Fatty Acids

Fatty Acids

The simplest treatment of dry skin conditions is with fixed vegetable oils. Many of these vegetable, nut, seed, and kernel oils are simple blends of fatty acids with varying
carbon chain lengths. Coconut, sunflower, safflower, rapeseed, corn, or sesame seed oil will give perfectly acceptable skin coverage and are most often used as carrier oils for essential oils. These oils will coat the skin to occlude and protect it by slowing down transepidermal water loss and so increasing hydration within the stratum corneum and top layers of the dermis. They will also “glue down” dry and desquamatous skin cells to make the skin look less rough and scaly. Some oils such as castor seed oil (Ricinus communis) are renowned not only for their very high gloss (and so a frequent component in lipsticks and lip salves), but also for their high degree of occlusiveness which makes them ideal for skin protection, for example, diaper or nappy rash creams, where the most traditional and best-known example would be zinc and castor oil cream.

Other oils such as evening primrose oil (Oenothera biennis), borage (starflower) seed oil (Borago officinalis), and blackcurrant seed oil (Ribes nigrum) are particularly useful because of their high γ-linolenic acid content. Evening primrose used to hold a pharmaceutical license for use on atopic dermatitis, but subsequently lost this status on the publication of further clinical trial data. It is still widely taken orally for mastitis (breast pain).

A new oil, made commercially available in 2006, is inchi oil (Plukentia volubilis), which also has the name Aztec peanut - although it is totally unrelated to the peanut (Arachis hypogaea).
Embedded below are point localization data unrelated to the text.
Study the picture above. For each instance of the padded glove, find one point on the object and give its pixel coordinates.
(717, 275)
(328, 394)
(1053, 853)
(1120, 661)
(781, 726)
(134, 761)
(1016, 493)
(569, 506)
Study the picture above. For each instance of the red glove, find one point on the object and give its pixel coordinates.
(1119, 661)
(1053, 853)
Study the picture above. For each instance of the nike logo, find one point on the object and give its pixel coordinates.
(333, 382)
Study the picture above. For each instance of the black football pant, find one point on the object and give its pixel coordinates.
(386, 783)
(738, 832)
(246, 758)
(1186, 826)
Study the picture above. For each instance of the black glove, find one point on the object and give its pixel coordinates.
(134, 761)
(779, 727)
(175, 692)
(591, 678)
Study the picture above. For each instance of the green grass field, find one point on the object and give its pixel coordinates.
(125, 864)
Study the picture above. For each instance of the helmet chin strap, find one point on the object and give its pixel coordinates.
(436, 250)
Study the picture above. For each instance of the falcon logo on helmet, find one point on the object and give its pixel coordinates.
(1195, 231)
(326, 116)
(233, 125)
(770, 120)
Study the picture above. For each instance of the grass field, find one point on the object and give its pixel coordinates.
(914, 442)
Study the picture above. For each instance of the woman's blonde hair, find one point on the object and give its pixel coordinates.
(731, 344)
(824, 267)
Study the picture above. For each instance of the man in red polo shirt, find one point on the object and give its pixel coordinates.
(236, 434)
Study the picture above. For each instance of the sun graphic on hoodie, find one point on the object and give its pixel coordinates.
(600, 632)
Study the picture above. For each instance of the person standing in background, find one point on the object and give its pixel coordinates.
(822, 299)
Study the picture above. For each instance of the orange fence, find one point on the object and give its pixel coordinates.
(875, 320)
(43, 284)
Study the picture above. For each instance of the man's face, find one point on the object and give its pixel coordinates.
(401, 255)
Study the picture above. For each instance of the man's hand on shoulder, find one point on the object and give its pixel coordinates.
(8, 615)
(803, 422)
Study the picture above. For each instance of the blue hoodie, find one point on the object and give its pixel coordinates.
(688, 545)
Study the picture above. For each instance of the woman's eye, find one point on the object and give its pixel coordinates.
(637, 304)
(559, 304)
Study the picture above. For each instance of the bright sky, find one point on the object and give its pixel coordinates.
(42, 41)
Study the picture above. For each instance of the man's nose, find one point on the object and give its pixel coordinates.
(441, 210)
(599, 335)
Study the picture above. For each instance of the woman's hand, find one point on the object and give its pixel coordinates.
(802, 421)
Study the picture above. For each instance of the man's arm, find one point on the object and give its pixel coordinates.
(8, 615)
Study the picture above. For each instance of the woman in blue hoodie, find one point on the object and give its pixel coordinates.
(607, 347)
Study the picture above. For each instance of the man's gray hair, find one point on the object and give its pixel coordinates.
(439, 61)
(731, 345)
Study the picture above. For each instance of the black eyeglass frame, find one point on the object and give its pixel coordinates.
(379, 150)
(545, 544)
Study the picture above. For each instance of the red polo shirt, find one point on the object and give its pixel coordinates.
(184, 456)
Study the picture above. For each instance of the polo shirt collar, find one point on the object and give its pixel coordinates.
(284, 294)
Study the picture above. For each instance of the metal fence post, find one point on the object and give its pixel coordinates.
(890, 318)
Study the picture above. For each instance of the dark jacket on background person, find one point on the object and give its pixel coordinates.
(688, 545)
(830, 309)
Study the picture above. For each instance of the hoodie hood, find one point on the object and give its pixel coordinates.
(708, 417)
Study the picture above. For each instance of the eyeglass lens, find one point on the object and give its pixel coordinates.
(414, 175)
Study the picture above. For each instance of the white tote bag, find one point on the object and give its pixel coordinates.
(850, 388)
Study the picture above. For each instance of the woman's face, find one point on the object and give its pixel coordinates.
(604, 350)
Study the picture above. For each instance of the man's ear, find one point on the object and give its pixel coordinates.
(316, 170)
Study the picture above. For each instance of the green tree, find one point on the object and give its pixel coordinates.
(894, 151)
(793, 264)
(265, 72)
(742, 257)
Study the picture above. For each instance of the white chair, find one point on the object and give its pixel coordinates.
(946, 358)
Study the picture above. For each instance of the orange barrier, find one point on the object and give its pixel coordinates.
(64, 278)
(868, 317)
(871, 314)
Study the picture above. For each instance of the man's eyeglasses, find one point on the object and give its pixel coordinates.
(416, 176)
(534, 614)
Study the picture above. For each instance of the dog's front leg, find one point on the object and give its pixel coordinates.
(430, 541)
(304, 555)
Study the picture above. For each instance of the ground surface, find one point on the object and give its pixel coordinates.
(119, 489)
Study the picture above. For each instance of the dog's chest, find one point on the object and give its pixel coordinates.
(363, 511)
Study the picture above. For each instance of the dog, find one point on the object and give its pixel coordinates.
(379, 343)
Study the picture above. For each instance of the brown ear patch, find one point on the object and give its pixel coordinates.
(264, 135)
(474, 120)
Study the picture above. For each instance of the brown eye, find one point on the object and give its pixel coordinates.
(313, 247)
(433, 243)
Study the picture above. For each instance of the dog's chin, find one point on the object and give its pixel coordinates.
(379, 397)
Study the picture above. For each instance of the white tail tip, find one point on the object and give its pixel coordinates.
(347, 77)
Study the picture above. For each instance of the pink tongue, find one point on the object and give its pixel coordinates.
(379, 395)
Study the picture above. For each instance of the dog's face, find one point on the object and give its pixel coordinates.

This oil is abundant in omega-3, omega-6, and omega-12 fatty acids, and could well show huge promise in skin care. Another plant that is rich in γ-linolenic acid is a particular species of rose hip seed oil (Rosa aff. rubiginosa) that is collected in the foothills of the Chilean Andes and often called Rosa moschata.

This oil is reputed to contain vitamin A according to some references. A large body of evidence (mainly anecdotal clinical) suggests that this oil has exceptional cicatrizing properties and is an excellent oil for restoring skin elasticity especially for postsurgical conditions where tightness has become a problem for the patient. It was also shown to be effective for treating the hyperpigmentation of certain scar tissues.